• Tencent Music Entertainment Group announced plans to buy back up to $1 billion worth of shares.
  • The company, which is listed on the New York Stock Exchange, lost about a third of its value last week amid a sell-off in Chinese technology stocks.
  • The repurchases can start on Monday and will take place over the next 12 months.

Tencent Music Entertainment Group announced a $1 billion share buyback Monday, days after the Chinese online music company was caught up as one of the names hit by a liquidation of holdings by former Tiger Management trader Bill Hwang.

In an extraordinary series of block trades on Friday, banks including Goldman Sachs Group Inc. and Morgan Stanley wiped out $35 billion from the values of bellwether stocks, ranging from Chinese technology firms to U.S. media companies, as they sold off the holdings of Hwang’s Archegos Capital Management.

Tencent Music’s buyback plans represent 2.9% of the company’s current market value. The New York-listed firm’s stock slumped almost 20% on Friday after Goldman Sachs sold $6.6 billion worth of shares in it, Baidu Inc., and Vipshop Holdings Ltd. before the market opened in the U.S, according to an email to clients seen by Bloomberg News.

The sales were part of block trades worth more than $20 billion on Friday triggered by the forced offloading of Archegos Capital Management’s holdings after some positions moved against Hwang, Bloomberg News reported.

Some analysts said investors could take the declines as opportunities to pick up Tencent Music stock, since the Archegos sales weren’t based on fundamentals. The shares ended down just 1.3% Friday. Tencent Music has more than doubled over the past year.

“Longer term investors would be eager to pounce on the opportunity to buy these stocks for cheap, if they are sure it’s just driven by hedge fund unwinding,” said Vey-Sern Ling, a senior analyst with Bloomberg Intelligence.

Baidu, also sold off by the banks on Friday, could follow in Tencent Music’s footsteps.

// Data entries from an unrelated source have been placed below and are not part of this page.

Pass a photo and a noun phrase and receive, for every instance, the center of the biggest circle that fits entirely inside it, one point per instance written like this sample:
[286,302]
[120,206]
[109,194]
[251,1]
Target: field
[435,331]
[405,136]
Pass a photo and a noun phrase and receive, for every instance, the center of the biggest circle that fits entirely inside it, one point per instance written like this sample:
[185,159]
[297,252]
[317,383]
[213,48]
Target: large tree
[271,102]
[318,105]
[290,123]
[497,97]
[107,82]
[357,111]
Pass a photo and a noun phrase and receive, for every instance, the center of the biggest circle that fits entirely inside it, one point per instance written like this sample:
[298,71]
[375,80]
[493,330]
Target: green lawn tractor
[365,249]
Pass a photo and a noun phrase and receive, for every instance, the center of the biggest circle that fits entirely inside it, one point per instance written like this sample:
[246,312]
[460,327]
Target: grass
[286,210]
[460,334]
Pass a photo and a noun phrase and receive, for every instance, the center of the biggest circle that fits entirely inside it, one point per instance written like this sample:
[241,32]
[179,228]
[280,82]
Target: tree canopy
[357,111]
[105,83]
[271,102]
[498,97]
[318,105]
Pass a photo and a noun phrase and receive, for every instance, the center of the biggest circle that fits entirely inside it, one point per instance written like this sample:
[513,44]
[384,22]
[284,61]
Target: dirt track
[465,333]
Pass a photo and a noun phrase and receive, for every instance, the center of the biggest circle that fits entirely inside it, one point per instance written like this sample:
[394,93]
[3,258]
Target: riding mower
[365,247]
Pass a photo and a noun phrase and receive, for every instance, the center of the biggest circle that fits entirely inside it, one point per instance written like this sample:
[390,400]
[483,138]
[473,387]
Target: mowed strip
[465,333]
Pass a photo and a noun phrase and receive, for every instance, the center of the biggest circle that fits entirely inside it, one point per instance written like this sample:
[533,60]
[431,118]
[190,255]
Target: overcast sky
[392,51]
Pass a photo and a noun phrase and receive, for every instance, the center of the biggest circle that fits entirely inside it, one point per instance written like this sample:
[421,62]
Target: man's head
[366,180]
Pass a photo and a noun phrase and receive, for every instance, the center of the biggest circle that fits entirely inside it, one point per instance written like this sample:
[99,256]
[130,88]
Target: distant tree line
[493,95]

It has approximately $2.78 billion outstanding share repurchase programs that it could use for buying back its shares, Citi analysts wrote in a note.

Other analysts said, however, that not all Chinese tech stocks are worth buying. The global tech sector had been hit even before the Friday fire sale as investors increasingly rotated into stocks benefiting from an economic rebound rather than those gaining from people stuck at home during the pandemic.

“Tencent Music declined a lot mainly because of the margin call pressure from that hedge fund. For this stock, I think doing buyback is reasonable, because it’s an external and one-off issue and the company fundamentals have little changed,” said Steven Leung, executive director at UOB Kay Hian (Hong Kong) Limited.

“But for technology stocks in general, the price has yet to reach a cheap level for doing buybacks. Tencent Music may be just an individual case,” Leung said.

Tencent Music’s stock had slumped even before the unwinding of trades by Hwang’s Archegos family office. Its shares fell 27% last Wednesday after the U.S. Securities and Exchange Commission announced that it would begin implementing a law that could result in Chinese stocks being kicked off American exchanges if they don’t let American regulators review their financial audit papers. China has long refused to let U.S. regulators examine its companies’ audits, citing national security concerns.